JÅ: First of all, thank you for the kind words! It was a great chance for us to do something a bit different, so we did. We would have done it anyway, sooner or later, but the request from Heathen Harvest pushed us into it. Also, the process was different; the creation of the piece was very intuitive and quicker than usual, and we let some influences through that are perhaps usually kept more in the background. For some, the sound was a surprise, I guess, but not so much for those who know us and our tastes better.

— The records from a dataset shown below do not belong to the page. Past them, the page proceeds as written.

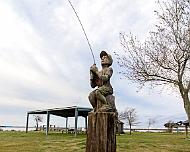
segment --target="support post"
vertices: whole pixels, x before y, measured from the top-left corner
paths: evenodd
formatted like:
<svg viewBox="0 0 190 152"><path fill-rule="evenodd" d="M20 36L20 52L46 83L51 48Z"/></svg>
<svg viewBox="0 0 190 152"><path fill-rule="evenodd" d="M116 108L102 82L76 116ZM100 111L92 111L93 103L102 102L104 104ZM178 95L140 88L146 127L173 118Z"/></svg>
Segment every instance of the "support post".
<svg viewBox="0 0 190 152"><path fill-rule="evenodd" d="M77 136L78 109L75 108L75 137Z"/></svg>
<svg viewBox="0 0 190 152"><path fill-rule="evenodd" d="M86 152L116 152L116 122L114 112L90 112Z"/></svg>
<svg viewBox="0 0 190 152"><path fill-rule="evenodd" d="M26 119L26 133L28 132L28 122L29 122L29 113L27 113L27 119Z"/></svg>
<svg viewBox="0 0 190 152"><path fill-rule="evenodd" d="M49 117L50 117L50 113L49 111L47 111L46 135L48 135L48 132L49 132Z"/></svg>
<svg viewBox="0 0 190 152"><path fill-rule="evenodd" d="M65 126L65 128L66 128L66 133L68 133L68 117L66 117L66 126Z"/></svg>

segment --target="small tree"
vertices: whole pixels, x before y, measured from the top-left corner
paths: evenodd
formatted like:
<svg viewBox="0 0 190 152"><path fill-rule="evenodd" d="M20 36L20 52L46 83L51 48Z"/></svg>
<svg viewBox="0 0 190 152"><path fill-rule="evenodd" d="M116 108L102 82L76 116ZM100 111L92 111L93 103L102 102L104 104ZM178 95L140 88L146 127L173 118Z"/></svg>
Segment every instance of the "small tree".
<svg viewBox="0 0 190 152"><path fill-rule="evenodd" d="M39 122L43 121L43 117L41 115L33 115L33 117L36 122L36 131L38 131Z"/></svg>
<svg viewBox="0 0 190 152"><path fill-rule="evenodd" d="M121 73L144 86L165 85L181 95L190 121L190 1L158 1L158 24L149 38L121 34L125 55L117 55Z"/></svg>
<svg viewBox="0 0 190 152"><path fill-rule="evenodd" d="M150 129L150 126L154 125L156 123L156 120L153 118L148 119L148 131Z"/></svg>
<svg viewBox="0 0 190 152"><path fill-rule="evenodd" d="M125 111L119 112L119 119L125 120L129 125L130 135L132 126L137 125L137 112L135 108L126 108Z"/></svg>

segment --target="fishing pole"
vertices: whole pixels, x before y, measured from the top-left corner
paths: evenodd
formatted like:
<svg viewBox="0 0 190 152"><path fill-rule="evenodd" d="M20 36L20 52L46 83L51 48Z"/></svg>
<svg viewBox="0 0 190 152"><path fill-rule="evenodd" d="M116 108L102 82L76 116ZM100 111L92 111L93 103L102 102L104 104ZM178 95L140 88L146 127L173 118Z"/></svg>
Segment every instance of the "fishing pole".
<svg viewBox="0 0 190 152"><path fill-rule="evenodd" d="M81 20L80 20L80 18L79 18L79 16L78 16L78 14L77 14L77 12L76 12L76 10L75 10L73 4L71 3L71 1L68 0L68 2L69 2L69 4L71 5L71 7L72 7L72 9L73 9L73 11L74 11L74 13L75 13L75 15L76 15L76 17L77 17L79 23L80 23L80 25L81 25L81 27L82 27L83 33L84 33L84 35L85 35L85 38L86 38L86 40L87 40L88 46L89 46L90 51L91 51L91 54L92 54L92 58L93 58L94 64L96 64L96 63L95 63L94 54L93 54L93 51L92 51L92 47L91 47L91 45L90 45L89 39L88 39L87 34L86 34L86 32L85 32L85 30L84 30L84 27L83 27L83 25L82 25L82 22L81 22Z"/></svg>

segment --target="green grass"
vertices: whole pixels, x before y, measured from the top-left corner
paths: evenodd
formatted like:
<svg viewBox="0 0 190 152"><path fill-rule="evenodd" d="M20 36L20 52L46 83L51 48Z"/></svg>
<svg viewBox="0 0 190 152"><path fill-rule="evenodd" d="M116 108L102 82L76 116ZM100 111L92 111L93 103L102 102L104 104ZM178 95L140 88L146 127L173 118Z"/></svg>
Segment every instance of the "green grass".
<svg viewBox="0 0 190 152"><path fill-rule="evenodd" d="M0 152L85 152L86 135L0 132ZM117 152L189 152L183 133L117 135Z"/></svg>

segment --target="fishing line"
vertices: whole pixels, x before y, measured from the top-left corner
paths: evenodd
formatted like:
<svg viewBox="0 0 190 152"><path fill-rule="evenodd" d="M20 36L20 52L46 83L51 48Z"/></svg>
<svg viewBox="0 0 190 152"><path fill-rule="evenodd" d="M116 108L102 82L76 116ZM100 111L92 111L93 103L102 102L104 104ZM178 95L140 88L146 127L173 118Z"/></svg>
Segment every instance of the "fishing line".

Well, you can certainly expect Vemod to travel further into non-metal territory in the future. How exactly that will sound is hard to say, because there are many paths we can take, and we are eager to try a lot of different things. ‘Vi er natten’ sounds the way it does because of those particular influences we drew on, and those particular circumstances we were in. It might turn out quite different next time we do something ‘out of the ordinary’. We are also working to integrate some of these fresh elements into our ‘main sound’, but we will have to wait and see how it turns out. It is a journey, and it does not really have an end.
HH: Can we expect Vemod to visit new lands like India, for example, in the future if the proper opportunity comes? Also, do you think that Vemod’s essence can pervade cultural differences and appeal to everyone’s sense of being?
JÅ: I sure hope so! As I said earlier, I feel there is a core to the music that goes beyond these differences, so that should not pose any problems. It is only interesting to see how our music is perceived and experienced further from home. In that sense, I would go wherever there is a strong enough wish for Vemod to perform. However, for any such ventures, there are certain practicalities to be taken into account, so how far we can go in this regard is yet to be seen. I love to travel, and of course I love music, so to combine the two suits me perfectly. That said, we are quite selective with our performances, and we do not automatically accept every offer that comes our way. This is something we will continue to practice because we do feel that certain circumstances are needed to nurture the atmospheres we are working with. This has proven to be a successful approach since most of our performances so far have been wondrous experiences for all of us. We hope to follow up on the standard we have set for ourselves in this regard.
HH: What are the future plans for Vemod? What experiences lie ahead for you and your followers?
JÅ: A lot of music, I hope. I think there are a lot of possibilities and interesting new musical landscapes to be explored. As the composer for Vemod, I can certainly say there is a lot of material waiting to be given shape and form. We all have high hopes for the times to come and we are excited to get on to these future works, whatever they may turn out to be.
This year, we are mainly working on our upcoming full-length album. I cannot say when it will be recorded and certainly not when it will be released, but it should be worth the wait. I am extremely excited to make this album happen—the whole band is. There are talks of a few selected live appearances, as usual, and I am glad to see the offers we get tend to be a bit out of the ordinary in terms of location, purpose, atmosphere, and so on—a very promising development, indeed.
HH: Finally, as we have come to the end of this interview, I would like to thank you for your time and interest, as well as for giving us a chance to experience Vemod from a deeper perspective. The last words are yours.
JÅ: Thank you, good sir, for giving Vemod space between these pages—much obliged. I hope it could shed some light on things for anyone who may be interested in our music. All the best to you. And to everyone, be well!